Trzy tysiące litrów paliwa o wartości niemal 12 tysięcy złotych ukradli dwaj żołnierze i pracownik wojska z Białegostoku. Na gorącym uczynku złapali ich żandarmi z Mazowieckiego Oddziału Żandarmerii Wojskowej. Zatrzymanym postawiono już zarzuty kradzieży i paserstwa. – Grozi im nawet sześć lat więzienia – mówi ppłk Artur Karpienko, rzecznik Żandarmerii Wojskowej.

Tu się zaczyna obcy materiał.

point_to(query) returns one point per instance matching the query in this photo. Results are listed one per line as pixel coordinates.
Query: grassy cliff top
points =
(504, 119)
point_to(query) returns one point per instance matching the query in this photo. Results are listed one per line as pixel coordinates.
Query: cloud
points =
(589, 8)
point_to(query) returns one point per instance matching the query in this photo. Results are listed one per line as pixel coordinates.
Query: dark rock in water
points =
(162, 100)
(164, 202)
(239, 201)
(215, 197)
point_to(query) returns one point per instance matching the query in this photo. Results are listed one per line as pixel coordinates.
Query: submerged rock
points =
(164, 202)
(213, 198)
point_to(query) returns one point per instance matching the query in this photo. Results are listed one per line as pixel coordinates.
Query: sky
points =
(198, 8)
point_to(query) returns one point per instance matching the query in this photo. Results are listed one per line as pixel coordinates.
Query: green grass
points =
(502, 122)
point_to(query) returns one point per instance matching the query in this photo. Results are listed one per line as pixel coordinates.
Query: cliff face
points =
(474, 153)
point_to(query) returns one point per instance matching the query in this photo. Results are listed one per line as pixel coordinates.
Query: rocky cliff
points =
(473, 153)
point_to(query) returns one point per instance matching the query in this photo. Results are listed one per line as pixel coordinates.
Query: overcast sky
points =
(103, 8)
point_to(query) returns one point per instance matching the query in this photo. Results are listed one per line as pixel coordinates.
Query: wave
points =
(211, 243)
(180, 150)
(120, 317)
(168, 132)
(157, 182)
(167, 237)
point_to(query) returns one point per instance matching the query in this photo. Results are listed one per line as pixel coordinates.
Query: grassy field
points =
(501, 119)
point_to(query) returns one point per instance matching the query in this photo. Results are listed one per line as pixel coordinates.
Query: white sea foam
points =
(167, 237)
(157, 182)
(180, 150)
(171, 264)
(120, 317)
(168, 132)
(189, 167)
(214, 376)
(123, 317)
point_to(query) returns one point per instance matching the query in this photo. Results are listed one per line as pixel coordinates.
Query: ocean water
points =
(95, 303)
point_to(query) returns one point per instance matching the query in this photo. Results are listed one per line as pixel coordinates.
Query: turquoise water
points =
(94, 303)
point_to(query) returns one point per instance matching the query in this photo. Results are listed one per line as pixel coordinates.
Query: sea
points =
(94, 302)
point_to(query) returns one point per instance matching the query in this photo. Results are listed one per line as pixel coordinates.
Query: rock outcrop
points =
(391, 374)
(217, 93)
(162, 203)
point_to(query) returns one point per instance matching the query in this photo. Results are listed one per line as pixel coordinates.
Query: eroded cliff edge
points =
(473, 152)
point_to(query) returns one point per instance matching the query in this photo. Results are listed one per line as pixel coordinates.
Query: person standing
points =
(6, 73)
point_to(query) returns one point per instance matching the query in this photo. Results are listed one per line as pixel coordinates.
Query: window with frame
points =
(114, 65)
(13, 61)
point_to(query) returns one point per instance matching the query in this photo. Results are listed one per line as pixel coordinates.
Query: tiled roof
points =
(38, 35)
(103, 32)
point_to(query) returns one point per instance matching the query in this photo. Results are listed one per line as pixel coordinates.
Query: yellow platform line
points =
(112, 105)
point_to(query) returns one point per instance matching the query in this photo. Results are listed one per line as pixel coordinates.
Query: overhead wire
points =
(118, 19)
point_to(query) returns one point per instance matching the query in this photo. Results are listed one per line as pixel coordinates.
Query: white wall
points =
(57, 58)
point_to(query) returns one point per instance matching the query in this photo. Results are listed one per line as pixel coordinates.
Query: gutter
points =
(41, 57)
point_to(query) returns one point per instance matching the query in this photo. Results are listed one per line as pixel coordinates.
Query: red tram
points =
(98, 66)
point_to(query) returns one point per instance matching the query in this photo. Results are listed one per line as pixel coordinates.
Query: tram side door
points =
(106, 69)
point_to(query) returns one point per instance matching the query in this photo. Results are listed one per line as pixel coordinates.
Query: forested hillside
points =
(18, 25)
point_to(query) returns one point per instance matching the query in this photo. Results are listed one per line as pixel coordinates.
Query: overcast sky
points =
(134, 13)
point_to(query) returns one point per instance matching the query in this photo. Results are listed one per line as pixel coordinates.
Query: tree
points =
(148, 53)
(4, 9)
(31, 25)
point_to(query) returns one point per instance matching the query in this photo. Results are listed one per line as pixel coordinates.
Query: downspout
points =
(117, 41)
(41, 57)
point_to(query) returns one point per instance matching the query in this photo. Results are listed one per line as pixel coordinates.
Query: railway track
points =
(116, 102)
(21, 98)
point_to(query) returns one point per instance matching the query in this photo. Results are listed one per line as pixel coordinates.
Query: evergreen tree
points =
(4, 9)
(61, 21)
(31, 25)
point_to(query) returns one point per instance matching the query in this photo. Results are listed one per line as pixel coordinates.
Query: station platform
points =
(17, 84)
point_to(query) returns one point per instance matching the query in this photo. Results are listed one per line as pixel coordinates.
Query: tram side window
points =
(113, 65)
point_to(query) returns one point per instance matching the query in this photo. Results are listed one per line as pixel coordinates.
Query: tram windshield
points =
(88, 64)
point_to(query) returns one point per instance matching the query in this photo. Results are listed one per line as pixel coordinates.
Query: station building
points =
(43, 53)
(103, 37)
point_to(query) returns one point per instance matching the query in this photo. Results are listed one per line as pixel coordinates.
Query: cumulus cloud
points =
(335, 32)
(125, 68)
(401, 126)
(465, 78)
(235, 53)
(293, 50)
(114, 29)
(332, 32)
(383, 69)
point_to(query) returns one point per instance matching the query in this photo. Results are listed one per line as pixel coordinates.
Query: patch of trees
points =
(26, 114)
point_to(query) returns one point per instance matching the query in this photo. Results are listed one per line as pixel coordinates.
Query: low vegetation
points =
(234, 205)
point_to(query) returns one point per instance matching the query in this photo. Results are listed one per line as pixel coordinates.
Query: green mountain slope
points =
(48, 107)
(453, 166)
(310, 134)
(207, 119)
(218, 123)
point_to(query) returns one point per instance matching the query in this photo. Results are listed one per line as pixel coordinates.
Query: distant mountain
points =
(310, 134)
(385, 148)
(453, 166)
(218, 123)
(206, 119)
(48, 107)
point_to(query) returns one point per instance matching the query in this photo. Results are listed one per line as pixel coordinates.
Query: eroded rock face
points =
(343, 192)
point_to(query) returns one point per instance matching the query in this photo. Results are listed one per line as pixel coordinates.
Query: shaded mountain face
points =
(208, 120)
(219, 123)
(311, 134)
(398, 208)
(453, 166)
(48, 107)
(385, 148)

Śledztwo w sprawie kradzieży paliwa trwało kilka miesięcy, prowadzili je żandarmi z Mazowieckiego Oddziału Żandarmerii Wojskowej. Zatrzymanych zostało dwóch żandarmów z Wydziału ŻW w Białymstoku oraz pracownik cywilny z 25 Wojskowego Oddziału Gospodarczego w Białymstoku. – Ustalono, że żołnierze przyjmowali paliwo właśnie od niego – mówi ppłk Artur Karpienko. – Łącznie ukradli 3000 litrów oleju napędowego o wartości nie mniejszej niż 11 910 złotych i następnie przekazali je nieustalonej osobie – dodaje rzecznik.
Zatrzymanym żołnierzom i pracownikowi wojska postawiono już zarzuty: kradzieży, za którą grozi od 6 miesięcy do 6 lat pozbawienia wolności, oraz paserstwa, karanego od 3 do 5 lat pozbawienia wolności. Żołnierze znajdują się w Izbie Zatrzymań Wydziału Żandarmerii Wojskowej w Bemowie Piskim. – Sprawę i zgromadzone materiały przekazano do Działu Wojskowego Prokuratury Rejonowej Olsztyn-Południe w Olsztynie – informuje ppłk Karpienko.